[Blog 9] Manpower Planning – Building the Singapore Core
Over the last decade, it has grown increasingly challenging for organisations to meet manpower needs and take advantage of growth opportunities due to the shrinking local workforce and its underlying shortage of critical skills. As statistics on Singapore’s economy indicates, GDP growth has slowed to 2% in 2015 and 1.8% in 2016 and profit per employee dropped 9.5% from 2011-2015 for the top 100 companies on SGX. This is a tremendous worsening situation, and companies thus need to reinvent themselves to preserve performance, profits, and healthy business function. To combat these challenges, companies must adopt non-conventional ways of business expansion, looking beyond traditional sources of labour and identifying ways to leverage Singapore’s existing talent pool internally and externally, building the Singapore core.
Before searching for manpower externally, companies should evaluate ways to further leverage on their existing internal manpower. New policies could be implemented, including: redesigning job scopes, training and upgrading employees, and technology integration, which simultaneously help to facilitate employee growth and retain talents within the organisation. Companies such as The American Club and Maybank Singapore utilise such strategies, from redesigning jobs, cross-training employees, to facilitating employee movement to different job roles in the firm. These policies not only help the company to address skills demand shortages during different seasons of the year, but also up-skills and re-skills employees, thus helping them remain up-to-date and competitive in Singapore’s ever-changing economic landscape.

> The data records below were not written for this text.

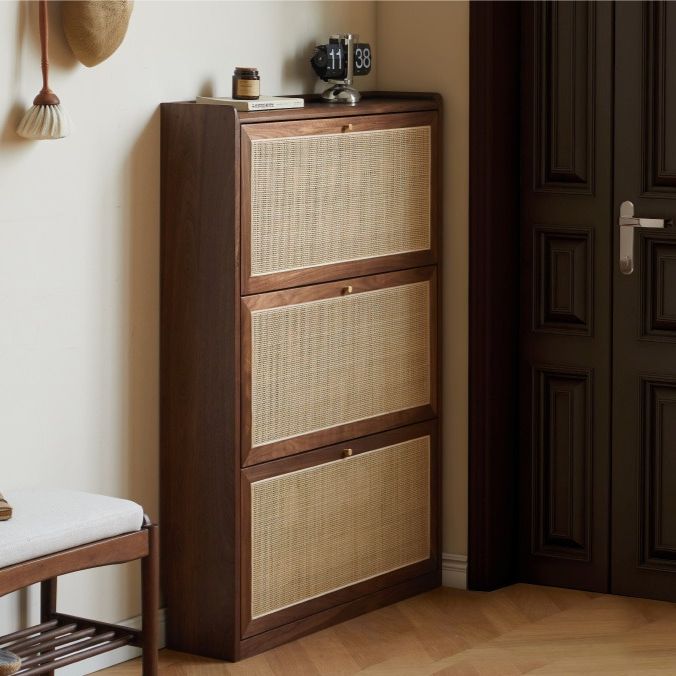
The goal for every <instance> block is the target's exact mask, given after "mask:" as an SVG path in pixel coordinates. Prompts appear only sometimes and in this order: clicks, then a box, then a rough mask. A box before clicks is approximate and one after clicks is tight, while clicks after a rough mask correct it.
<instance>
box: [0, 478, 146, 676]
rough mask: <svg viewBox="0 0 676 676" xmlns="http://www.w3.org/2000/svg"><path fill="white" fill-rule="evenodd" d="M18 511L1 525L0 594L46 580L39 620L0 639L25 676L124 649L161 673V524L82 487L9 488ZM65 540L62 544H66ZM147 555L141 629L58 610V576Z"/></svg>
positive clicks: (119, 501)
mask: <svg viewBox="0 0 676 676" xmlns="http://www.w3.org/2000/svg"><path fill="white" fill-rule="evenodd" d="M5 495H6V497H7V499H8V501H9V503H10V504H11V505H12V507H13V508H14V515H13V517H12V519H11V520H10V521H6V522H1V523H0V596H4V595H5V594H9V593H10V592H13V591H16V590H18V589H22V588H23V587H27V586H28V585H31V584H35V583H37V582H39V583H41V604H40V605H41V617H40V623H39V624H37V625H35V626H32V627H29V628H27V629H21V630H20V631H16V632H14V633H11V634H8V635H6V636H2V637H0V649H6V650H10V651H11V652H13V653H15V654H17V655H18V656H19V657H21V660H22V664H21V667H20V669H19V671H17V672H15V673H16V674H18V675H20V676H29V675H30V676H33V675H37V674H54V670H55V669H58V668H60V667H63V666H66V665H68V664H73V663H75V662H80V661H81V660H84V659H87V658H90V657H94V656H95V655H100V654H101V653H105V652H108V651H110V650H115V649H116V648H121V647H123V646H136V647H139V648H142V650H143V676H156V674H157V651H158V640H159V638H158V629H159V625H158V606H159V555H158V552H159V547H158V545H159V542H158V538H159V536H158V528H157V526H155V525H154V524H152V523H151V522H150V520H149V519H148V517H147V516H145V515H144V514H143V510H142V509H141V507H140V506H139V505H136V504H135V503H132V502H129V501H127V500H118V499H117V498H108V497H105V496H100V495H92V494H88V493H80V492H76V491H39V490H36V491H16V492H6V493H5ZM60 543H63V545H64V546H63V547H61V546H60ZM137 559H140V560H141V570H142V617H143V625H142V629H140V630H138V629H132V628H129V627H125V626H122V625H117V624H108V623H105V622H98V621H95V620H89V619H84V618H81V617H75V616H72V615H66V614H64V613H60V612H58V611H57V603H56V601H57V578H58V576H60V575H63V574H65V573H72V572H75V571H78V570H85V569H88V568H96V567H99V566H107V565H111V564H117V563H126V562H128V561H135V560H137Z"/></svg>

Searching externally, an important consideration is diversity. The 2010 MOM Inclusive and Harmonious Workplaces study proves that 87% of companies agree diversity is crucial to business outcomes. Hence, enhanced diversity as a solution to manpower shortage is a desirable choice, achievable by implementing retraining schemes, flexible work arrangements, and redesigned job processes. For example, McDonald’s Restaurants Pte Ltd when faced with the challenge to meet manpower needs, was a key adopter of such a strategy, rolling out flexi-time, flexi-pay and flexi-location roles to attract homemakers, students and retirees. The National Environment Agency also re-designed job processes and the physical work environment to create roles that people with disabilities could easily fill, facilitating their integration into the workforce. These inclusive policies allow businesses to attract and work with a diverse team as a synergised whole, and serves as long-term measures that improve diversity in a sustainable and continuous manner. Through hiring homemakers, retirees, the disabled, and part-timers, companies not only resolve their manpower shortage but enable an introduction of new perspectives into the company.

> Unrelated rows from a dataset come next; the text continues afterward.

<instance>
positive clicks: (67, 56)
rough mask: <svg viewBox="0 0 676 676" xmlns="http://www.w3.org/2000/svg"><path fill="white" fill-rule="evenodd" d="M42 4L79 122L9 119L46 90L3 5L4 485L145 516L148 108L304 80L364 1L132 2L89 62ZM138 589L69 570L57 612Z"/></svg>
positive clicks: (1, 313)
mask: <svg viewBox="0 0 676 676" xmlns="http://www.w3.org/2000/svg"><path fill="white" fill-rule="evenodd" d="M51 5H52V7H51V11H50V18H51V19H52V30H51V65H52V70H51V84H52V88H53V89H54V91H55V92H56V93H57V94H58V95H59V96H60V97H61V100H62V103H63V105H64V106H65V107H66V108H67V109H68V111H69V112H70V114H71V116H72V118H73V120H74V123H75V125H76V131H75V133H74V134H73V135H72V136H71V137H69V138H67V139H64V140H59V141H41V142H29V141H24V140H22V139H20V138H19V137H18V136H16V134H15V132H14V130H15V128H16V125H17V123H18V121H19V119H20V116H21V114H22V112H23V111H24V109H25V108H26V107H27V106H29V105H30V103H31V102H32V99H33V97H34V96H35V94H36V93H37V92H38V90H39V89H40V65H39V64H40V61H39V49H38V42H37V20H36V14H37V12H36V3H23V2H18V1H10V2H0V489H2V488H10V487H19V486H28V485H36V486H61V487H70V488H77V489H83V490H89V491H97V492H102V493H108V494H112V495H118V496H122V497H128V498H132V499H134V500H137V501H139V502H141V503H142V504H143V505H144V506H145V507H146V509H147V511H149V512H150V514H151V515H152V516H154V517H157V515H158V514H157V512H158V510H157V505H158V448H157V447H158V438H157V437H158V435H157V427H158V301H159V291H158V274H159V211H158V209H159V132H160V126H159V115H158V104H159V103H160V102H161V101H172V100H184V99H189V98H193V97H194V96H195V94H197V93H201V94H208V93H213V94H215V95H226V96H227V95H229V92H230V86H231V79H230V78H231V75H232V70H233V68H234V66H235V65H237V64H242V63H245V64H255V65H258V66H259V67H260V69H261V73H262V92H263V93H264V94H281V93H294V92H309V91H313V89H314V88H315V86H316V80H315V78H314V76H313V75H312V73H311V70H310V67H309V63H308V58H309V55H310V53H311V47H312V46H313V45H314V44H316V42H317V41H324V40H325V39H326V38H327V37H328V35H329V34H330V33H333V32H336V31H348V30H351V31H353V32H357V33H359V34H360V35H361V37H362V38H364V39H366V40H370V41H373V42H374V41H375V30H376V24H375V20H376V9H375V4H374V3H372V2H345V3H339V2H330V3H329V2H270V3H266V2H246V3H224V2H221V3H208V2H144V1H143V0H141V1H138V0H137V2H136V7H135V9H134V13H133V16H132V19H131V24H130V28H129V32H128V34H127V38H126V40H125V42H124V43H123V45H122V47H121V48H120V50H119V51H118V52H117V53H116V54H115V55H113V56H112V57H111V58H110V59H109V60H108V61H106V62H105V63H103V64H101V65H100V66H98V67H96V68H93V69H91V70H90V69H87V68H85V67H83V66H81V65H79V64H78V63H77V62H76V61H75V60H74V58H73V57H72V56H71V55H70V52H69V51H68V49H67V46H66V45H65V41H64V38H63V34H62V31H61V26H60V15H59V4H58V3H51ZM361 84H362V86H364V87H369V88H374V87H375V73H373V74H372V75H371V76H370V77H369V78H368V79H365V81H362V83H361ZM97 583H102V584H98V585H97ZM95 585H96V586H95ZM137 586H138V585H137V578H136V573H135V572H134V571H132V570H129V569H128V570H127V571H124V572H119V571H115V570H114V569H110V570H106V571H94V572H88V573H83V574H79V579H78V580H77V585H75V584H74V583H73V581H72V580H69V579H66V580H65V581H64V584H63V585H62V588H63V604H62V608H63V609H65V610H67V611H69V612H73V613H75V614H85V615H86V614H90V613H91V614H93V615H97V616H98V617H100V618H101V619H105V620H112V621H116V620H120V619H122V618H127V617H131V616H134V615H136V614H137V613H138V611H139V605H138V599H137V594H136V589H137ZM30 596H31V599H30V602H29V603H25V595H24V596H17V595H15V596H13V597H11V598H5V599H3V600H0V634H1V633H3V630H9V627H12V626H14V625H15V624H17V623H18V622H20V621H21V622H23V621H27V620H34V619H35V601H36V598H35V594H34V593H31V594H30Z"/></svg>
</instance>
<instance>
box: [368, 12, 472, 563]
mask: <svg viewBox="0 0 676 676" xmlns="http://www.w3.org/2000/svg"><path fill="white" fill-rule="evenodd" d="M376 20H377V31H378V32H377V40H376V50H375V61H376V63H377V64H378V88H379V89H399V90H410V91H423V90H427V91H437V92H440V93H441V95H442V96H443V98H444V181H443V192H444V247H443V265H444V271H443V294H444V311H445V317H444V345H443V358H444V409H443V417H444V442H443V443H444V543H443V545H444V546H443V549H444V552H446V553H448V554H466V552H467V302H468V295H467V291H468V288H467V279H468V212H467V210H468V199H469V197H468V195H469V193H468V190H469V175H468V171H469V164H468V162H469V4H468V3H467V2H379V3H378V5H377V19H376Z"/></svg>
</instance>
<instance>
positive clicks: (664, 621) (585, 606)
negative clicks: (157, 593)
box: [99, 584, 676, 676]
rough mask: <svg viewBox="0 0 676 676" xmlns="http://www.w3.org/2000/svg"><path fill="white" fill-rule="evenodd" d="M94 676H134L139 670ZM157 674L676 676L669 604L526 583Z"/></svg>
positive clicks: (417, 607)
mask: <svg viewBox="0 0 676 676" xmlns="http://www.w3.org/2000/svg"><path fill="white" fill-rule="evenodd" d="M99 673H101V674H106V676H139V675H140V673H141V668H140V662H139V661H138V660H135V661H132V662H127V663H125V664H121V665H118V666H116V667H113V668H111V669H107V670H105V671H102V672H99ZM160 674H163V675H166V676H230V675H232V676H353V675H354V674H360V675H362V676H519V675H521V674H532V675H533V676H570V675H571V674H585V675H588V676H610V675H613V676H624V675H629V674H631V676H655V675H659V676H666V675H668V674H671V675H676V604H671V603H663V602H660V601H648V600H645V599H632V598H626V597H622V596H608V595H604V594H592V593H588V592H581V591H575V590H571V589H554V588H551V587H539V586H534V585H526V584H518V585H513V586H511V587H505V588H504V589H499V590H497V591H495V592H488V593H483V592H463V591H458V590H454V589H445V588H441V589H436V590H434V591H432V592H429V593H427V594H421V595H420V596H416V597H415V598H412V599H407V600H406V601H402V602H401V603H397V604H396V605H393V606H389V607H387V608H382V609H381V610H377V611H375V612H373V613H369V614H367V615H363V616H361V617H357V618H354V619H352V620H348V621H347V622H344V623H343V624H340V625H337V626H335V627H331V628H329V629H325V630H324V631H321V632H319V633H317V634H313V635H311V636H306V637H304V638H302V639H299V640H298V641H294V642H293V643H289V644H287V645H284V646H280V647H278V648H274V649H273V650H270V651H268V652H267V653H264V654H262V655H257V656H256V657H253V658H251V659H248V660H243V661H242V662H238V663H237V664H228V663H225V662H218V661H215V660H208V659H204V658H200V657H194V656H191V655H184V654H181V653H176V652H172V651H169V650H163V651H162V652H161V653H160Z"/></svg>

The Singapore business landscape is in dire need of a paradigm shift if it is to maintain its world-class status as a top business hub. In addition to government policies currently in place, businesses have a role in implementing strategic manpower planning to identify gaps in business performance such as the shortage of particular critical skills and roles, as well as new strategies to resolve them. Together with the help of hr advisory services, businesses in Singapore can work towards future-proofing their employees, building up the Singapore core.